The confluence of the river is located 7.3 km west of the center of the village of Saint-Pacôme, 6.4 km north of the center of the village of La Pocatière and 3.2 km north of the confluence of the Saint-Jean River (La Pocatière).

The Ouelle River, which undergoes the tides of the middle St. Lawrence estuary for a short distance from its confluence, is canoeable. The area of its watershed totals 860 km. Its average flow rate is 10 m3/s, reaching 100 m3/s in April.

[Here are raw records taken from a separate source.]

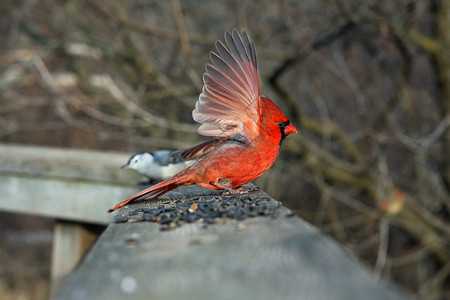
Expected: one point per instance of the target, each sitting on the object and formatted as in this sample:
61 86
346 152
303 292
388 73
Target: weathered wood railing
74 187
191 244
196 244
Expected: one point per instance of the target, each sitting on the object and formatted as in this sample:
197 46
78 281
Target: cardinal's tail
156 190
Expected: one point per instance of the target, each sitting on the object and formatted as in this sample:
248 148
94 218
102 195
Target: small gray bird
158 165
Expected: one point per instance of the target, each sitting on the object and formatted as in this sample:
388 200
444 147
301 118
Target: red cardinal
249 128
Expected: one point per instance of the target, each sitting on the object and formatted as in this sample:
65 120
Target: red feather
249 128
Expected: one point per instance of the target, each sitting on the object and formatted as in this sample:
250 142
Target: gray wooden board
68 184
264 257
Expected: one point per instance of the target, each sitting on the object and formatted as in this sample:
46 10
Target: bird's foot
240 191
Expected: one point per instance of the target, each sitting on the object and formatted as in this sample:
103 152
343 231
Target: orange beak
289 129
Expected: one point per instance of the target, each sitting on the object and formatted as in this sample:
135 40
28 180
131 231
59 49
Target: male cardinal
249 128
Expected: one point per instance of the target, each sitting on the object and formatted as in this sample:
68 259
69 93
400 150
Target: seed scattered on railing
208 210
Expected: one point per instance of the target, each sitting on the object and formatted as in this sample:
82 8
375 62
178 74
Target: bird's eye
283 124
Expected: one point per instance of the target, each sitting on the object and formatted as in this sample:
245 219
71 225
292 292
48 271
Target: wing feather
229 103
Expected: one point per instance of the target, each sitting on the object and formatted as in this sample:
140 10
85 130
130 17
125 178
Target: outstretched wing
229 102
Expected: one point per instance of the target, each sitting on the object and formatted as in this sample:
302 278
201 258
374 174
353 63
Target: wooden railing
74 187
192 243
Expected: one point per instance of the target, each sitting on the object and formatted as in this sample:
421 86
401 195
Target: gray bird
158 165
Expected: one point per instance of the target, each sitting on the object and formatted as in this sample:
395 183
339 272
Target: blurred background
367 83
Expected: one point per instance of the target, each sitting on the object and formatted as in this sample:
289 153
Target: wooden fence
192 243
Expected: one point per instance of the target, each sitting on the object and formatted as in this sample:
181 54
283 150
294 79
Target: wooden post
70 242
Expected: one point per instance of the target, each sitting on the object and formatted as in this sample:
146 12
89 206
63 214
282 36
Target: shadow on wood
271 255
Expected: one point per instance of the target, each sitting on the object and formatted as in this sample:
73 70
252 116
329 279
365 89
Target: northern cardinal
249 128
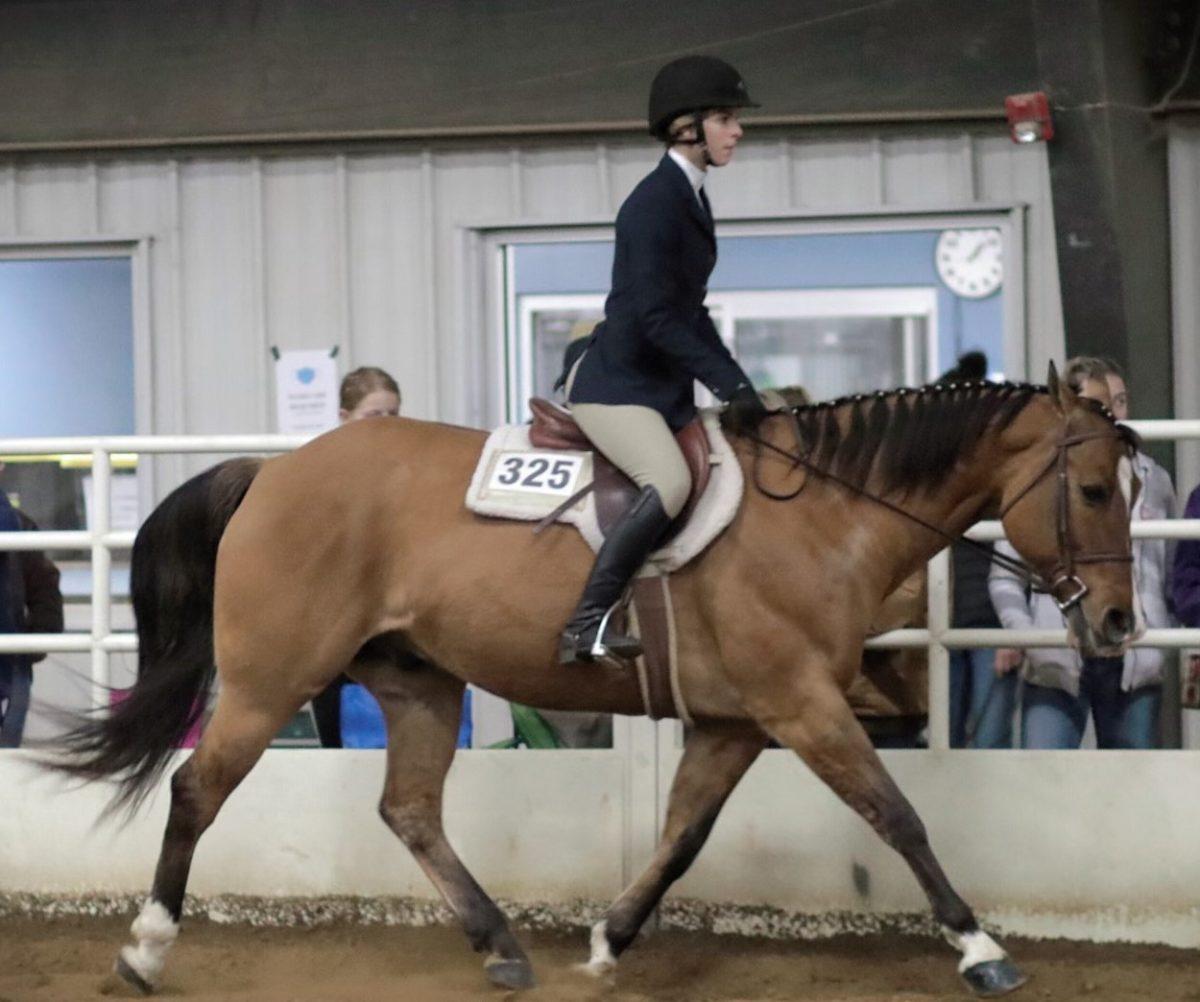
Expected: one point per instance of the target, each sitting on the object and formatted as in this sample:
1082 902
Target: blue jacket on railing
1186 579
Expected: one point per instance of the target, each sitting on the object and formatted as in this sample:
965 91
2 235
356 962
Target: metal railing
101 541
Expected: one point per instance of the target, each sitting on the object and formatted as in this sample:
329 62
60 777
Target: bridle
1063 573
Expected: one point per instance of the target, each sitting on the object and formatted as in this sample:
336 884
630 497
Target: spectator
365 393
983 688
30 601
1123 695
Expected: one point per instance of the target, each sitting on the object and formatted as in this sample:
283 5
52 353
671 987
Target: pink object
191 738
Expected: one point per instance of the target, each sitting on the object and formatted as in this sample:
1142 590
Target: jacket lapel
682 186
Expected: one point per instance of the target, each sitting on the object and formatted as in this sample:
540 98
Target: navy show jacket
657 336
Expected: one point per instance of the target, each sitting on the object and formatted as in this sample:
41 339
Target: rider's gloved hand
745 411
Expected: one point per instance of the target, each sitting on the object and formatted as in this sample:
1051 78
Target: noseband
1066 587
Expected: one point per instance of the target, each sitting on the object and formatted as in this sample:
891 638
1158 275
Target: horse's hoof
513 975
993 978
132 977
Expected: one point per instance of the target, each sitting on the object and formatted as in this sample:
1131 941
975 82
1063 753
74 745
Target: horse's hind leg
241 727
822 730
423 706
715 757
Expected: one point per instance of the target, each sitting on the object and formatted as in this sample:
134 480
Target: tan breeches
639 442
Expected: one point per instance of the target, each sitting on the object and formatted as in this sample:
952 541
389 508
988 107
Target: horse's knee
414 825
903 828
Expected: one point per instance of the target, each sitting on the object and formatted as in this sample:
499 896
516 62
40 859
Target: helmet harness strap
697 124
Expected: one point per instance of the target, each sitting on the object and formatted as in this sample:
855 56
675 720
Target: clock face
971 262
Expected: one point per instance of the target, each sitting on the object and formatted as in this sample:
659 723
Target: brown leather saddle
553 427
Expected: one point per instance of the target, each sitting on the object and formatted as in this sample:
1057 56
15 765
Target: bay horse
357 553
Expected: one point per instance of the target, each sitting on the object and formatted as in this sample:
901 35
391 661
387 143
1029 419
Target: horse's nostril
1117 624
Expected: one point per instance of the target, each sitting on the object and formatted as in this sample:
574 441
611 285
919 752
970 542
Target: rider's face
721 132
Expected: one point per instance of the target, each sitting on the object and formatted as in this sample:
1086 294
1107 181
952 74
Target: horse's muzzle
1116 631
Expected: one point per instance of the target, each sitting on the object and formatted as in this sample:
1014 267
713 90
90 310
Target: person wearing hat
633 387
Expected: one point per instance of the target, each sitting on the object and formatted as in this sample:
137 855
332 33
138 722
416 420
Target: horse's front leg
816 721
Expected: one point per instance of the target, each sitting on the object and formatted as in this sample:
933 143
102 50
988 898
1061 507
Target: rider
634 385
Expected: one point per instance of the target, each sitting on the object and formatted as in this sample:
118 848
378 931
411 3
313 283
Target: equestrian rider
634 385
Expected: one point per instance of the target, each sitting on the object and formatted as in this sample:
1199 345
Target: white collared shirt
694 174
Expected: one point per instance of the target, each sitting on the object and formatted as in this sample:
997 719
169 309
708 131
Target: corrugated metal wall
363 249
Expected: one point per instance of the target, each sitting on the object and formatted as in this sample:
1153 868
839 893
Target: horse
415 597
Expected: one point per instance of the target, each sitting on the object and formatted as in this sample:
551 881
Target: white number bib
558 474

The main tributaries of the Ouelle river are:
- Damnée River,
- Grande Rivière,
  - Chaude River,
  - Sainte-Anne River,
  - Rivière du Rat Musqué,
- Bras de la rivière Ouelle.

== Toponymy ==
The toponym "R. Hoel" appears on a map designed by Jean Bourdon around 1641. This designation of origin honors Louis Houël, Sieur du Petit-Pré, controller of the saltworks of Brouage, member of the Compagnie des Cent-Associés and secretary to the king. Friend and protector of Samuel de Champlain, Houël wintered in Quebec (city) in 1640–1641. He was one of the main instigators of the Récollets coming to New France.

The map drawn up by Jean Deshayes in 1695 bears the modern spelling “rivière Ouelle”.

The toponym “rivière Ouelle” was formalized on December 5, 1968 by the Commission de toponymie du Québec.